- Kurri Kurri Aluminium Smelter, circa 70s, Pot Line 1
- Interactive map of the Kurri Kurri aluminium smelter area

General information
- Status: Demolished
- Type: Aluminium smelter
- Location: Kurri Kurri, Australia
- Opened: 14 November 1969
- Closed: October 2012
- Demolished: 2016-2020
- Owner: Norsk Hydro

Design and construction
- Developer: Alcan

= Kurri Kurri aluminium smelter =

The Kurri Kurri aluminium smelter was located in Kurri Kurri, Australia and operated from 1969 until 2012. Developed by Alcan Australia Limited, the smelter experienced a change of ownership three times during its operations. Through gradual expansion, the smelter increased its production capacity from 30,000 tonnes per year (t/y) to 180,000 t/y of aluminium by the 1990s. The Kurri Kurri Smelter was engaged in operations in four areas; potlines for the melting of alumina, a cast house for casting of molten metal, a carbon plant for baking anodes, and anode plants for the manufacturing of carbon anodes.
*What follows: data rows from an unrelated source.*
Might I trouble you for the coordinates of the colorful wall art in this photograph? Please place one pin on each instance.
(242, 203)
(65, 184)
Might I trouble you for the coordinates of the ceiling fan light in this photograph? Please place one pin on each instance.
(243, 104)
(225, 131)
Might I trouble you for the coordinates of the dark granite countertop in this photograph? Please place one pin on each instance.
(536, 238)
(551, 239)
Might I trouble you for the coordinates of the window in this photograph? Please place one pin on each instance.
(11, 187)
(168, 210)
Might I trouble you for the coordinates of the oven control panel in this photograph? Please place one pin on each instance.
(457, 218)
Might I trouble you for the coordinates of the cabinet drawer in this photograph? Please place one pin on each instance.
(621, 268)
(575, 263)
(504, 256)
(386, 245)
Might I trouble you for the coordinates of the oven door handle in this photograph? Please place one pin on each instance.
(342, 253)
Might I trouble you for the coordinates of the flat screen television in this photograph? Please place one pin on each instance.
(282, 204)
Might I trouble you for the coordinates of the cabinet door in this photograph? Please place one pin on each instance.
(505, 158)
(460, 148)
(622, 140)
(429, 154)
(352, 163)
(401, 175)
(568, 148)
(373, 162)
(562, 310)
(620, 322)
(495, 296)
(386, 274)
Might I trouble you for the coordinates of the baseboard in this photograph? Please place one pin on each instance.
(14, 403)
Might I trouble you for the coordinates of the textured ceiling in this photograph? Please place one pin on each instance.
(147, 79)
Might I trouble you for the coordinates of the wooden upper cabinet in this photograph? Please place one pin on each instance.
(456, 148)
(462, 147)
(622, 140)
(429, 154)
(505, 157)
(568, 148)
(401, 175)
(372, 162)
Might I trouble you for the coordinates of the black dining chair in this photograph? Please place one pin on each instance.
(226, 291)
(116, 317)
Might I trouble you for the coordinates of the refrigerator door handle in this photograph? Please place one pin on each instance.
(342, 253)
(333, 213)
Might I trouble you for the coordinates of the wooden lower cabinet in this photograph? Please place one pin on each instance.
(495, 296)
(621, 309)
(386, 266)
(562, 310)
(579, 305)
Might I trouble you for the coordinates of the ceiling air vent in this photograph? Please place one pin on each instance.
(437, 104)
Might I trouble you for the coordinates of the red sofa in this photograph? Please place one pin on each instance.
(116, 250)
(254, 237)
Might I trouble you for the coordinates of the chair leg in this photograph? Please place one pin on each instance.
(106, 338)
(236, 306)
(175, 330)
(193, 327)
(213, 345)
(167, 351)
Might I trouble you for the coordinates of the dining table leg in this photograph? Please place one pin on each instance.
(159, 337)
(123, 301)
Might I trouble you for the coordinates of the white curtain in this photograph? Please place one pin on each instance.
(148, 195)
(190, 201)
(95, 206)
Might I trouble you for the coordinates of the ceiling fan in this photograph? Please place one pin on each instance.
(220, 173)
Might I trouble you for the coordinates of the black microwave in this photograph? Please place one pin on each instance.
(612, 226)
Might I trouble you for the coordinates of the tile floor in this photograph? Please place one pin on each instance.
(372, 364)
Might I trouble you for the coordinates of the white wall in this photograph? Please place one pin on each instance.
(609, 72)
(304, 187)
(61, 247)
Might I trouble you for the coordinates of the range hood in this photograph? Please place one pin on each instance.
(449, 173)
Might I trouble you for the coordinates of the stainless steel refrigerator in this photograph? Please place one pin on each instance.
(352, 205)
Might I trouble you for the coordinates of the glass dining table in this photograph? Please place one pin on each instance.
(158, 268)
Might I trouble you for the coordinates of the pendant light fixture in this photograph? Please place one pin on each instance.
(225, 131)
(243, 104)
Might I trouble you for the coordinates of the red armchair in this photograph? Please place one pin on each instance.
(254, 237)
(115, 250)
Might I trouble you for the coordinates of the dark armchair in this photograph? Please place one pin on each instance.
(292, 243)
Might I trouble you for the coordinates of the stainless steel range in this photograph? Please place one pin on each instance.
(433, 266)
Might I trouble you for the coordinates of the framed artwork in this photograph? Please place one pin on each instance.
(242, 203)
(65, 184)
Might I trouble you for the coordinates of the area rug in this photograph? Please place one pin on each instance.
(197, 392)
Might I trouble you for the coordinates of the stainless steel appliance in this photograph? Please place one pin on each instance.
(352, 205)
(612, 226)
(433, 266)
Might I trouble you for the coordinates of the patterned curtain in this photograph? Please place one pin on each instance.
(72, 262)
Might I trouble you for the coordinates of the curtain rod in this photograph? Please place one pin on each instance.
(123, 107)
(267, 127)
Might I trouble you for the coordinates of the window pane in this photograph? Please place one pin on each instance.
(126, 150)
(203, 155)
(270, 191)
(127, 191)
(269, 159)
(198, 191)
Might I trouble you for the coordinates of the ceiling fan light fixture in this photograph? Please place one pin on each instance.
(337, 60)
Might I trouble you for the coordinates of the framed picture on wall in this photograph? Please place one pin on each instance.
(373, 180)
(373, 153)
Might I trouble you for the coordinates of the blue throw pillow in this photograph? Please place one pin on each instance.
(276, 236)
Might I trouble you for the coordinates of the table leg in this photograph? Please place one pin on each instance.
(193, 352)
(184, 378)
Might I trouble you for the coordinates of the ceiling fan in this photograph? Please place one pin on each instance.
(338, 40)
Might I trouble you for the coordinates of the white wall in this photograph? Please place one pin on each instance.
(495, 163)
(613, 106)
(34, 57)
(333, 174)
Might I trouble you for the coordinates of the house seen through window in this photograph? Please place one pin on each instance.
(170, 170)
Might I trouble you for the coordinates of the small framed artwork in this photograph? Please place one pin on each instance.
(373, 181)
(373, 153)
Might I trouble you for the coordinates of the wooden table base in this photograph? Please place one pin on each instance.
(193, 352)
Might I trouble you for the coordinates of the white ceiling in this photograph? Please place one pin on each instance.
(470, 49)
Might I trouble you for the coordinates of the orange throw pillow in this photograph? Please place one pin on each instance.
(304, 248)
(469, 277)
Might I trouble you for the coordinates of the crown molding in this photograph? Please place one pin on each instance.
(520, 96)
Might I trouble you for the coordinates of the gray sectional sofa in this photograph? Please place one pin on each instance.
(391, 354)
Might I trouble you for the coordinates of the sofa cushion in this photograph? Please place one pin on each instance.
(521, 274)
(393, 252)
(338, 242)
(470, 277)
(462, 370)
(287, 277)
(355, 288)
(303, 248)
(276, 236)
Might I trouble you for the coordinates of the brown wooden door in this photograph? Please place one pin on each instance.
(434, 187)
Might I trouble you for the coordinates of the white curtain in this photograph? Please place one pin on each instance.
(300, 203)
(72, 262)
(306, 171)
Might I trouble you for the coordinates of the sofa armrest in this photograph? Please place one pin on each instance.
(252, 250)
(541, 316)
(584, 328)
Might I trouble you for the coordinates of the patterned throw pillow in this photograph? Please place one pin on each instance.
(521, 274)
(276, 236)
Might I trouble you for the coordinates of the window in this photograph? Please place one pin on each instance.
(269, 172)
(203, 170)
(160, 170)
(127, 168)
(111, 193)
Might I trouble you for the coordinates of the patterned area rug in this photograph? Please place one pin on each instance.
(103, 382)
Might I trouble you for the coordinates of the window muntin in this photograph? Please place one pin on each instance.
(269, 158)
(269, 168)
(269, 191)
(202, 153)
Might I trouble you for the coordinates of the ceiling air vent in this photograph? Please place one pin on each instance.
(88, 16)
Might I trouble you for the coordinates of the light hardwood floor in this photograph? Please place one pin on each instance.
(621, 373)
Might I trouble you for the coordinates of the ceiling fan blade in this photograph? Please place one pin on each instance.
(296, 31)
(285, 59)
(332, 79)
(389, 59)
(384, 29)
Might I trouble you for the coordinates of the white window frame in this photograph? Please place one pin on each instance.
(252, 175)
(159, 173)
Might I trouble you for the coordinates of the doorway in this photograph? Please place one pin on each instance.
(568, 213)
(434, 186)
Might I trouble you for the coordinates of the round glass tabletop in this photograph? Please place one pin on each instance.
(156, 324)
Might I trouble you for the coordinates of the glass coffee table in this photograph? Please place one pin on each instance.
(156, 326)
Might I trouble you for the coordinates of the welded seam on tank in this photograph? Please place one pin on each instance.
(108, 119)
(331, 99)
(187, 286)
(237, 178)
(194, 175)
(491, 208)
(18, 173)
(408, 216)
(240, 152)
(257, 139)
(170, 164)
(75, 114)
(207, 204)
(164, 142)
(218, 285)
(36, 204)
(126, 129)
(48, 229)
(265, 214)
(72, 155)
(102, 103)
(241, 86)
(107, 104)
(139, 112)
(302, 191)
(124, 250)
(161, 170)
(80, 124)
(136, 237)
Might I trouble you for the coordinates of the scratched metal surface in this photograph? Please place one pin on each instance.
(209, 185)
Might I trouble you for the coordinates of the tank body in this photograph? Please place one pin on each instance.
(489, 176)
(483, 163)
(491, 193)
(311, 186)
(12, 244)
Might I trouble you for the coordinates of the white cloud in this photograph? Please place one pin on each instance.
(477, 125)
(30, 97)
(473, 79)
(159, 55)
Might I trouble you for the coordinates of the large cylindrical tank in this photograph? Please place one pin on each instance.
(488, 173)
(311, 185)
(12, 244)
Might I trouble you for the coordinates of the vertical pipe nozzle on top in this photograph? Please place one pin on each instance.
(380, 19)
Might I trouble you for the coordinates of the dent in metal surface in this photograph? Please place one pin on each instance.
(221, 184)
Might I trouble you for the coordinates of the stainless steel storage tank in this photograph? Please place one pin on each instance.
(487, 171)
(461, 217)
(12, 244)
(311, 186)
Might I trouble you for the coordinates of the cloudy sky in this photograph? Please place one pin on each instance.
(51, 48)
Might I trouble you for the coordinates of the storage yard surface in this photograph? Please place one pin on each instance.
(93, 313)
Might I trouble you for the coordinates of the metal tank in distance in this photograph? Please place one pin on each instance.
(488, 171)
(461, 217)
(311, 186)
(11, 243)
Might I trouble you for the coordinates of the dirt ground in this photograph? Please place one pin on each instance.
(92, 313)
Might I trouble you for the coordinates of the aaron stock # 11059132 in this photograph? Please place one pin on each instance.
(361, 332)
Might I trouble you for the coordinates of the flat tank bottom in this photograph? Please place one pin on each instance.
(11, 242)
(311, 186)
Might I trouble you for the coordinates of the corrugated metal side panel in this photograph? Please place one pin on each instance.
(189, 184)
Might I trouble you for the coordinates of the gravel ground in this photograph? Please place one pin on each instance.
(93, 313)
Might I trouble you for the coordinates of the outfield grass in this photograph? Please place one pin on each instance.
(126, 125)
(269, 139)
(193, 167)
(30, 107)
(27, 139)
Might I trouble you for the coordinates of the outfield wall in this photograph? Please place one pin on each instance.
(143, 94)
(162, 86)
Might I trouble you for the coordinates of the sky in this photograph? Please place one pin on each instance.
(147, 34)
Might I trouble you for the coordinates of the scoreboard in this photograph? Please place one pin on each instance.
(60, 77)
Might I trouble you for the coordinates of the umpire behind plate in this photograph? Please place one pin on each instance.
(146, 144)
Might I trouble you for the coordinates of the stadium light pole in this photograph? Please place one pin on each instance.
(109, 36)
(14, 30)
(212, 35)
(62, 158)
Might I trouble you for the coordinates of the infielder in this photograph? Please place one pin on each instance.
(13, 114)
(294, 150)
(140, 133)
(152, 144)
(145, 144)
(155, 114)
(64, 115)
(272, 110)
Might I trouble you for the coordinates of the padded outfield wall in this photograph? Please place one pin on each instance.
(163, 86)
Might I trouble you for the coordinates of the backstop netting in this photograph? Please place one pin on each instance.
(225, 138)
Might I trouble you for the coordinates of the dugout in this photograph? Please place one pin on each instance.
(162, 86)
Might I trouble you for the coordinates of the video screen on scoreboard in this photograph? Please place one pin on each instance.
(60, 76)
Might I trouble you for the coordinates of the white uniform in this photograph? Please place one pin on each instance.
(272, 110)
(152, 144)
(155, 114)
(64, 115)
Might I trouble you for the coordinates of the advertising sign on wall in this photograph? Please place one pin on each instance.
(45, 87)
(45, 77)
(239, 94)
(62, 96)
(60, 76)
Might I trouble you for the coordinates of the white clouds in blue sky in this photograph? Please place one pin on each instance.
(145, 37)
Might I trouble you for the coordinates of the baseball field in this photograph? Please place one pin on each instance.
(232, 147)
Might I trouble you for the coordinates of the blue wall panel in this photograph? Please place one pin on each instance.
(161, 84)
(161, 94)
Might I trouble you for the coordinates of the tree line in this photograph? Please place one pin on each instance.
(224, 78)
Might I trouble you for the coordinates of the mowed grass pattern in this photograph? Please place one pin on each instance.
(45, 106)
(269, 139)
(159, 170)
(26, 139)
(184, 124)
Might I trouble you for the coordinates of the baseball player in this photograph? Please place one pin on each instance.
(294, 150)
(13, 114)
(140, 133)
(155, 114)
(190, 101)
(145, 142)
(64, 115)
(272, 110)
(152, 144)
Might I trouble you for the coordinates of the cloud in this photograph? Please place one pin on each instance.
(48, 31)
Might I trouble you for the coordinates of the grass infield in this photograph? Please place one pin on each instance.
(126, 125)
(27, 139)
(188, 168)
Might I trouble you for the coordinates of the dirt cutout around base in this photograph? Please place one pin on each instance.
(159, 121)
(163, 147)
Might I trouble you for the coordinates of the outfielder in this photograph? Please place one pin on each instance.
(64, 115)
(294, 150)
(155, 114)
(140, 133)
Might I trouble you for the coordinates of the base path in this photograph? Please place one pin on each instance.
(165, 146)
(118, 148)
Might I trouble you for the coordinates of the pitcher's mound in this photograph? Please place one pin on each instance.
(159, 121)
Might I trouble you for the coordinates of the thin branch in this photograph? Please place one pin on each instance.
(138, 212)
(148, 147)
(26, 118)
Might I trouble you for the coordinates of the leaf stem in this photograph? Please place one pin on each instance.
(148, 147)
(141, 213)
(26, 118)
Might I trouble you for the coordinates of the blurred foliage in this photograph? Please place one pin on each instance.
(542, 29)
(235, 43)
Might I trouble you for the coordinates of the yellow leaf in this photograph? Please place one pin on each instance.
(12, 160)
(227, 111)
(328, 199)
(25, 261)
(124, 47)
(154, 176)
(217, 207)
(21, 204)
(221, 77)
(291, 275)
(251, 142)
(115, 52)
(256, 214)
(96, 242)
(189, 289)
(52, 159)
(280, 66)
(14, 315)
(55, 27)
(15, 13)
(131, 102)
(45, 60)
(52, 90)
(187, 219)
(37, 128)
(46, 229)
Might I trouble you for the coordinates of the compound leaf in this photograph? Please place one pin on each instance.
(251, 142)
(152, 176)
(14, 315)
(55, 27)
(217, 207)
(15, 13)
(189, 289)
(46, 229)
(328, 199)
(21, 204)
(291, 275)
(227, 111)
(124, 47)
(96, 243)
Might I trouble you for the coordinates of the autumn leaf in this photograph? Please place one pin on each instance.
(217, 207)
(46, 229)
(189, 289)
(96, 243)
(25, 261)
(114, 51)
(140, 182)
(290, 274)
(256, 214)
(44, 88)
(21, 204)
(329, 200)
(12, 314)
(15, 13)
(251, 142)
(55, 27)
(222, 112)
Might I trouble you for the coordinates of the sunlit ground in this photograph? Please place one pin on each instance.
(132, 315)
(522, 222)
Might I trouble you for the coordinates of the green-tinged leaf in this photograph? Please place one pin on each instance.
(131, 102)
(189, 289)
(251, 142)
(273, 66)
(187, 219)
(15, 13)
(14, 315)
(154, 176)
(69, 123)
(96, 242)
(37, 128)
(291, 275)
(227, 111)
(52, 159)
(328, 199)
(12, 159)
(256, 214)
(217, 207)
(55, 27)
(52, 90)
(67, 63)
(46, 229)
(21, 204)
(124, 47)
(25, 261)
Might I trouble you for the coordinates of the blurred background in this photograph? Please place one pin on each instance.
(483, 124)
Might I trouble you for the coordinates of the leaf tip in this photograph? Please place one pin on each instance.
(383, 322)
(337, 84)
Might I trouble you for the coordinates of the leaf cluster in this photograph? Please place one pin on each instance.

Environmental concerns were raised over the smelter's production and expansion, resulting in the establishment of emissions reduction technologies and ongoing environmental monitoring over the lifetime of the smelter. Challenging industrial relations have been documented throughout the smelter's operation, mainly during the 1990s and 2000s due to changing management and structure of the plant. The smelter's official closure in 2014 has since been followed by ongoing developments to remediate the land for its use for residential, industrial and conservation reasons. The land and some remaining power infrastructure from the smelter was sold in 2020 to developers.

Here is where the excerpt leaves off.